Conrad Heilman, Tunnell Consulting

Nov 03, 2007
By Pharmaceutical Executive Editors

Conrad Heilman
MANUFACTURING STRATEGY has taken on new urgency, with offshoring becoming the latest and greatest trend. Far too many pharma companies are simply playing follow the leader instead of assessing the long-term implications of offshoring for their company, their products, or their nation. Alternatives, which include operational improvements and the adoption of new ways of controlling processes, improving efficiency and maximizing quality, are viable options.

According to estimates, manufacturing costs for major pharmaceutical companies now eat up approximately 25 percent of revenues—an unacceptable level in the face of downward pressures on prices, diminishing returns from flagship products, and shrinking cash flows. Pharmaceutical companies simply must bring costs under control–a major change for companies that have for many years been cash-rich, and therefore, worried little about efficiencies and cost pressures.


Dealing with such pressures and responding appropriately and efficiently is a whole new game for many pharmaceutical companies. Such transformation and such skills are, however, the stock-in-trade of consultants; and the right consultants can help pharmaceutical companies rapidly negotiate this unfamiliar terrain.


Through the International Conference on Harmonisation process, the regulatory bodies of the European Union, the United States, and Japan have been moving steadily toward a science-based approach to drug development that will revolutionize the way pharmaceutical companies validate processes and ensure product quality. Concepts such as Process Analytical Technology (PAT), Quality by Design (QbD), and Design Space (DS), which figure prominently in ICH Q8 and ICH Q9, entail a rethinking of how process development is done, integration of a new approach to validation, and a drive for continuous process improvement–all with FDA envisioned as a partner in improving processes and reducing costs.

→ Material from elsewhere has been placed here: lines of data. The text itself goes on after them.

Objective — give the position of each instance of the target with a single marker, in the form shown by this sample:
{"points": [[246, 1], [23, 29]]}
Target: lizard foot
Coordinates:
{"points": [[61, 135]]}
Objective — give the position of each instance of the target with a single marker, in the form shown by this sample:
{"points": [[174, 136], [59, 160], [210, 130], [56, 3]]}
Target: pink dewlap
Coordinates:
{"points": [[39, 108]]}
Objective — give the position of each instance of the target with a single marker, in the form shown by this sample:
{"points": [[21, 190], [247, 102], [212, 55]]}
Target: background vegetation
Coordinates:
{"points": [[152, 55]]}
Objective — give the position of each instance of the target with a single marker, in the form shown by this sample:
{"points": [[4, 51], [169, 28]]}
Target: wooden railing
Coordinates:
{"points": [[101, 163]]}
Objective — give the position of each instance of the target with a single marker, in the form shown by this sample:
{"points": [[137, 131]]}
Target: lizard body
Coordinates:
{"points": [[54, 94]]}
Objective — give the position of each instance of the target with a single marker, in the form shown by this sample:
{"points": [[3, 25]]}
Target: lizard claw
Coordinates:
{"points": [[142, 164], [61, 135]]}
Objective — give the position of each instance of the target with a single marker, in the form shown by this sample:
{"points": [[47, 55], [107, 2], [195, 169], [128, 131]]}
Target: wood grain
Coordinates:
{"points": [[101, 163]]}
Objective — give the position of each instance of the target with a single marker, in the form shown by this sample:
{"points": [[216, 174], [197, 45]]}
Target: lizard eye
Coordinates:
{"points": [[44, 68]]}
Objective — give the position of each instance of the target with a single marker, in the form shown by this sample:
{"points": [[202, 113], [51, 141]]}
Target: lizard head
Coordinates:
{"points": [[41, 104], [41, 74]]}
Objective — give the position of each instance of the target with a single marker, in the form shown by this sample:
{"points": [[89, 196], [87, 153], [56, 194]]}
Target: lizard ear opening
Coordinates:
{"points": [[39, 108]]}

This is a dramatic break from the past. Like cost control, it puts pharmaceutical companies in unfamiliar territory, where experienced guides could lead them to seize what is an unprecedented opportunity to speed development, reduce the cost of quality, increase inventory turns, reduce capital investment, move to a science-based approach to risk, and ultimately lighten regulatory burdens.


Tunnell Consulting, founded in 1962, integrates technical processes and organizational skills to boost the operating performance of manufacturing and service firms with a focus in the life sciences industry. The firm implements value-added, cost-effective solutions that fit the unique needs of each client it serves.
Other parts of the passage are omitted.